Tahar will be joined by US actress Maggie Gyllenhaal and 'Parasite' lead Song Kang-Ho.
French-Algerian actor Tahar Rahim will be part of the 74th Cannes Film Festival jury led by director Spike Lee.
It will be a female-majority jury for the July 6 to 17 festival, which has faced criticism in recent years for its lack of female representation.
Only one woman has ever won the Palme d’Or in its 73 years: Jane Campion for The Piano in 1993.
Apart from Rahim, the jury includes French-Senegalese actor-director Mati Diop whose 2019 movie Atlantics took home the Grand Prix from the festival; Crazy Heart Oscar-nominated actress Maggie Gyllenhaal, French Inglorious Basterds actress Mélanie Laurent, Austrian filmmaker Jessica Hausner, Brazilian Kleber Mendonca Filho, who competed at Cannes in 2016 with Aquarius, French singer Mylène Farmer and Austrian Jessica Hausner, who competed with Little Joe in 2019.
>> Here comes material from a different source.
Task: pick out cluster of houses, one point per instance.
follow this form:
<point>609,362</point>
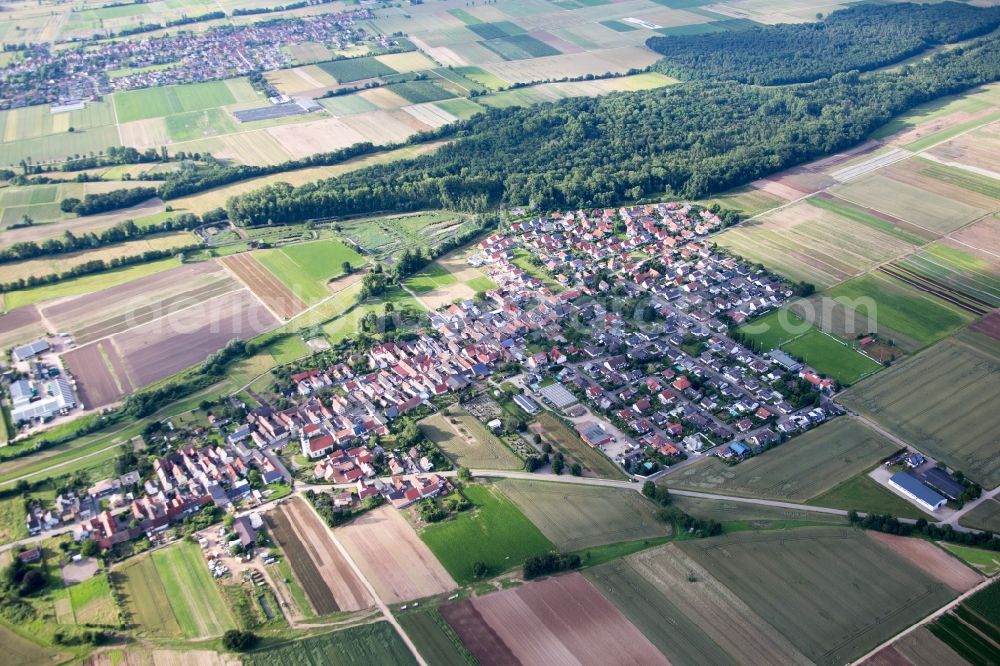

This year’s jury will wade through 24 entries (only four by women) to decide the winner of the arthouse world’s most coveted film prize.
Rahim broke through in the Jacques Audiard movie A Prophet which received nine Césars and the Cannes Grand Prix. Rahim won the César for Best Male Newcomer and for Best Actor. He returned to Cannes in competition with The Past by Asghar Farhadi and Grand Central by Rebecca Zlotowski (2013). He went on to play numerous leading roles both in France and worldwide, including in The Price Of Success by Teddy Lussi-Modeste, Samba by Éric Toledano and Olivier Nakache and Mary Magdalene by Garth Davis, as well as in the series The Looming Tower opposite Jeff Daniels. He’ll star next in Don Juan from Serge Bozon and She Came To Me by Rebecca Miller.